The Media We Want
Youth from seven African countries
Our reporters asked young people around Africa about what kind of media they would like to see in their country. Here are summaries of what they said.
I would like our media to be more proactive, to be independent in their reporting and to get to the people and get more information, especially information that is genuine, on national development or national security.
I expect the media in my country to give me factual information. The media has to be robust in giving that information. They must be professional. Some of our media practitioners are not meeting the expectation of the Liberian people. Some of them are biased. They are not independent when it comes to feeding us information. They are being carried away or bought by somebody or somebody is pushing them around, telling them what to do. They do not believe in themselves or believe what is right for the people. The media must stand firm: they must go out, seek information no matter where it is hidden or how long it takes them to get it.

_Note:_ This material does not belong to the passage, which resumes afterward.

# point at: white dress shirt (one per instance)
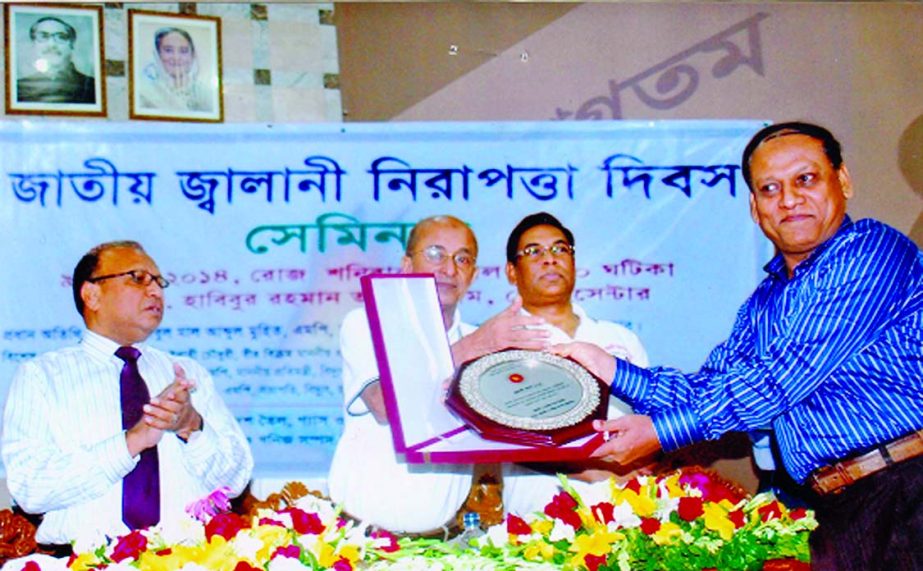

I would like to see a media that it is free and objective, not being influenced by any social groupings or projections of western or eastern media, just projecting what represents society in Malawi as a whole.
I want to see a media that is free, objective and has access to information. Whatever the media writes, it should bring development, hope and a change to our nation. I think things really have to change so that people can be experts, people can know the truth and the world can change.
I expect the media to be very objective. They can meet this expectation if they are independent and without bias. They can also fail in meeting this objective if they choose to dance to the tune of government.
I expect the Ugandan media to deliver accurate news and the latest information. I also expect the Ugandan media to interview our leaders so that we can get to know their views on what is happening in the country. I would like to see some of the newspapers deliver more accurate news. Some have facts, yes, but they add in more soup to the news. It’s better to just keep it simple.
I expect the Ugandan media to always tell the correct news, be on time and ensure that information is delivered to the public accurately. There are certain stories, certain news clips that may not be suitable for the younger audience so I would like to see them sort of censor those things especially for the younger viewers so that they may not be affected, and to address those particular stories only to the desired audience which is the mature, adult type of people.
I expect from the media in Kenya that at any given time, at any given place, whenever something happens I should be able to get that information. I should be able to know what is happening in my country. Sometimes you may be on Twitter or Facebook and you see photos of things happening that the news hasn’t yet reported. The media should be faster than social networks.
The media in Kenya should provide first-hand information which is genuine, not just relying on information given by local people. It should also have research that will help to bring out information and give it weight. During the holidays when most schools are closed, the media could concentrate on the children who need to be educated and given information that will help them with problems we are encountering nowadays. It should entertain them and, at the same time, bring them information.
I expect the media to be independent from any external influences, be they political, business or financial. I expect them to be fair and present issues as they are. Not to be biased, based on any political party influence or anything. There is a great deal of improvement that is needed in the Zimbabwean media. We feel like when news is being relayed to the public, there is bias mainly favouring the ruling party to the exclusion of every other opinion or every other view. I think as citizens of Zimbabwe we deserve to know what the issues are, with no bias or any other influence exerted. I expect that we be given the truth as it is, be it from the opposition or from the ruling party. We need to know the truth.
I expect the Zimbabwean media to be transparent in their coverage, to be explicit and not to be manipulated. They are failing to meet our expectations because you find that journalists when they cover a story, at times they are manipulated by businessmen or politicians or they cover it with a slant or cover it for money. I would like to see the Zimbabwean media change in the sense that when they do their journalism they should be ethical and look at issues that are affecting society. They should not serve any individual’s interests. They should cover any issue as it is and cover it up to the end.
The type of media I would like to see in South Africa is just basically well-balanced media and well-researched stories. I would like to see less speculation. And I would also like the media to showcase what we as youth are doing to push our country forward. I don’t really think they are meeting my expectations the way I would like them to because of all the negatives they portray. I would also like to see positives and how our country is changing for the better, just more human interest in the stories they are putting out, stories that engage with us as people, stories that motivate us, stories that can change our lives.
My expectation of media is a non political treatment, reporting without fear or favour, more reporting on issues around gays and lesbians, making the public aware of their rights and responsibility. Do I think that the media is meeting my expectations? No, I don’t think so because politically it’s always about the ruling party. The smaller parties are not always mentioned. Issues of gays and lesbians are not well reported. I would like to see more balance: equal reporting about all genders and equal reporting on political parties.